Hey Gen Z friends,
Welcome to adulting and the world of personal finance! As Generation Z, you have the incredible advantage of time on your side when it comes to investing and reaching financial independence.
Leverage your youth as a time of opportunity and learning, thinking boldly about how to create the financial future you want.
This two-part guide will give you a crash course on all the money basics you need to know as you start your career and financial independence.
So What is Financial Independence?
Afford Anything is a movement against the standard advice that you should shackle yourself to a desk for 40 years, buy crap on credit, and pat yourself on the back if you save 10 percent for retirement. Ugh.
When I was 21, I bought a car on Craigslist for $400.
That’s not a typo. I didn’t put the decimal point in the wrong place. My car cost four hundred dollars. I negotiated it down from the asking price of $450.
I drove it for a year and a half, and I didn’t put a dime into it other than standard oil changes. Of course, I didn’t drive much.
Most of the time, I walked everywhere. To lead that pedestrian lifestyle, I needed to live in the center of town. But square footage in the center of town is expensive, so I lived in a tiny apartment. It was so small that I could reach my kitchen sink from my bed. I could stand with one foot on my mattress and wash the dishes.
When people hear about those days, they often say: “Your life must have sucked.”
You know what sucks? Sitting in a cubicle all day. Wasting your life in bumper-to-bumper traffic. Missing your family because you need to work late.
My life was actually pretty awesome during those first few years. I hung out with friends. I snowboarded. I grew plants and read books and had long, leisurely breakfasts.

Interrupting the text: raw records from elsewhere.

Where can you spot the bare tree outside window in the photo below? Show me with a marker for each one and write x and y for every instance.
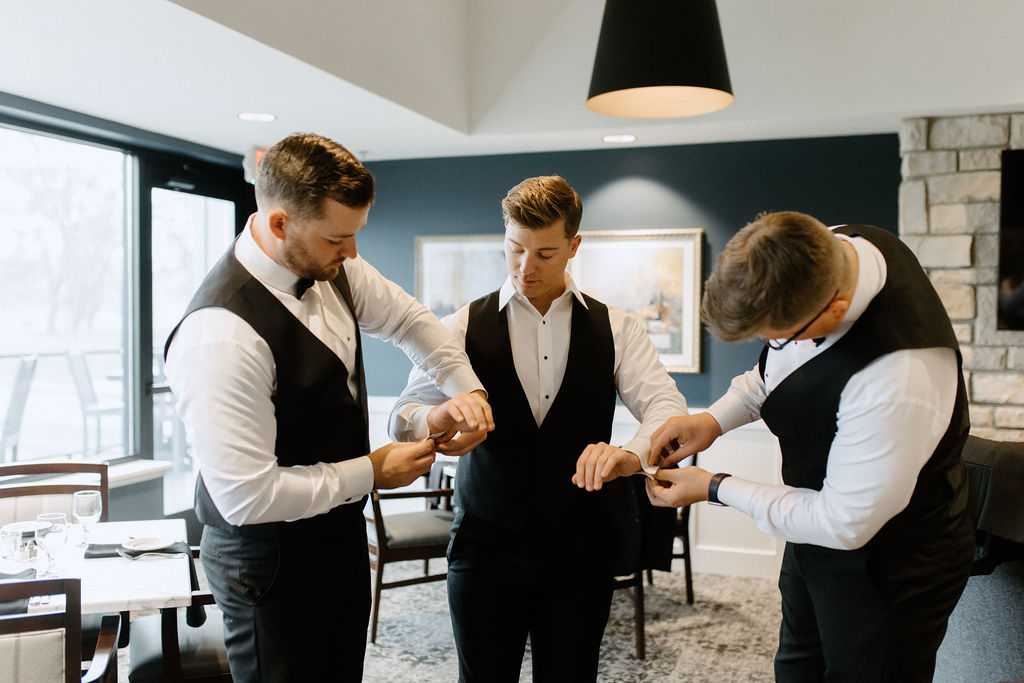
(62, 290)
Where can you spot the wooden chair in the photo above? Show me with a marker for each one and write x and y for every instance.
(11, 429)
(89, 402)
(46, 646)
(682, 531)
(167, 647)
(406, 536)
(40, 487)
(34, 491)
(645, 537)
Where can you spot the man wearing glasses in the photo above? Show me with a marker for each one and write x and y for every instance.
(860, 380)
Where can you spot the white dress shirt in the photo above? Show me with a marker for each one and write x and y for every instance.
(540, 351)
(223, 376)
(892, 415)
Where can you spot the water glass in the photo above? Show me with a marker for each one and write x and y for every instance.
(87, 508)
(51, 535)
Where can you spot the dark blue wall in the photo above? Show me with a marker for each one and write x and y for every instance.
(718, 187)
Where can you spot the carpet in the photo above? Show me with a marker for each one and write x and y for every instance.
(728, 635)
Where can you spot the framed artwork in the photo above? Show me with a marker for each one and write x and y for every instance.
(652, 273)
(454, 269)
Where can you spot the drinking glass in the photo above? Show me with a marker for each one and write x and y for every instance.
(86, 507)
(51, 535)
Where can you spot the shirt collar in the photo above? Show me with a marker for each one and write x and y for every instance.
(870, 280)
(509, 291)
(264, 268)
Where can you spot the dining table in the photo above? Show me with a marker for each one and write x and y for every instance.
(118, 584)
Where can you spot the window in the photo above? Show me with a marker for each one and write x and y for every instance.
(105, 243)
(64, 291)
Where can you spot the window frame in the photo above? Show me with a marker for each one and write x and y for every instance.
(154, 162)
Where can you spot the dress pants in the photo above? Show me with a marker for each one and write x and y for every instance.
(295, 609)
(554, 587)
(867, 614)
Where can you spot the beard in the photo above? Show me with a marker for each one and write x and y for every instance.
(299, 261)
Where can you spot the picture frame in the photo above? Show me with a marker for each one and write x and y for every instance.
(454, 269)
(657, 275)
(656, 278)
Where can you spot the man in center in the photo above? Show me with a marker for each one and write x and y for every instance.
(532, 542)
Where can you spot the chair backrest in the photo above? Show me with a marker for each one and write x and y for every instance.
(42, 646)
(23, 496)
(15, 407)
(83, 380)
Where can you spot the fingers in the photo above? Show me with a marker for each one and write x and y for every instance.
(463, 444)
(659, 439)
(470, 412)
(599, 463)
(656, 493)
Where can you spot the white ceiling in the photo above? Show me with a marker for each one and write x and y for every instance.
(401, 79)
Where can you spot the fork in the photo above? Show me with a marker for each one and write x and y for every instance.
(138, 556)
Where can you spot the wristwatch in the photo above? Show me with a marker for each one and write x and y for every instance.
(713, 488)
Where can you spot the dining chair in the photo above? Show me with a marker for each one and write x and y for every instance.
(180, 643)
(88, 401)
(681, 530)
(30, 488)
(645, 540)
(407, 536)
(44, 644)
(15, 408)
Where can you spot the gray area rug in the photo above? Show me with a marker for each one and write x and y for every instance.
(728, 635)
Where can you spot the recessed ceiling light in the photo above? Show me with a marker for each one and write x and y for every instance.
(257, 117)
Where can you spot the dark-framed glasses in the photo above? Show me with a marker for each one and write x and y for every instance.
(778, 346)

I had zero debt and a sky-high savings rate. I stashed fifteen percent of the income from my day job into my 401(k); I wrote freelance articles during the evenings and weekends as a side hustle and stashed every penny, after taxes, into my travel-the-world fund.
Every time someone looked at my junky old car or my microscopic apartment and said, “Wow, that sucks,” I’d think:
You know what sucks? NOT having the choice to bike across Spain, ride a camel near the Pyramids, snorkel the Great Barrier Reef, view the Taj Mahal, see the Colosseum in Rome, check out Komodo Dragons in Indonesia, ride bikes in Burma, scuba-dive in Thailand, taste my way across Vietnam — all of which I did, and much more, by age 25.
Those experiences are leagues better than living in a gorgeous home.
To be clear: This proposition won’t always be an “either/or.” If you have the money to enjoy both (world travel and creature comforts at home), that’s awesome. (I easily have that type of money now — which is why I’m a massive advocate of ramping up your income and investing like a warrior.)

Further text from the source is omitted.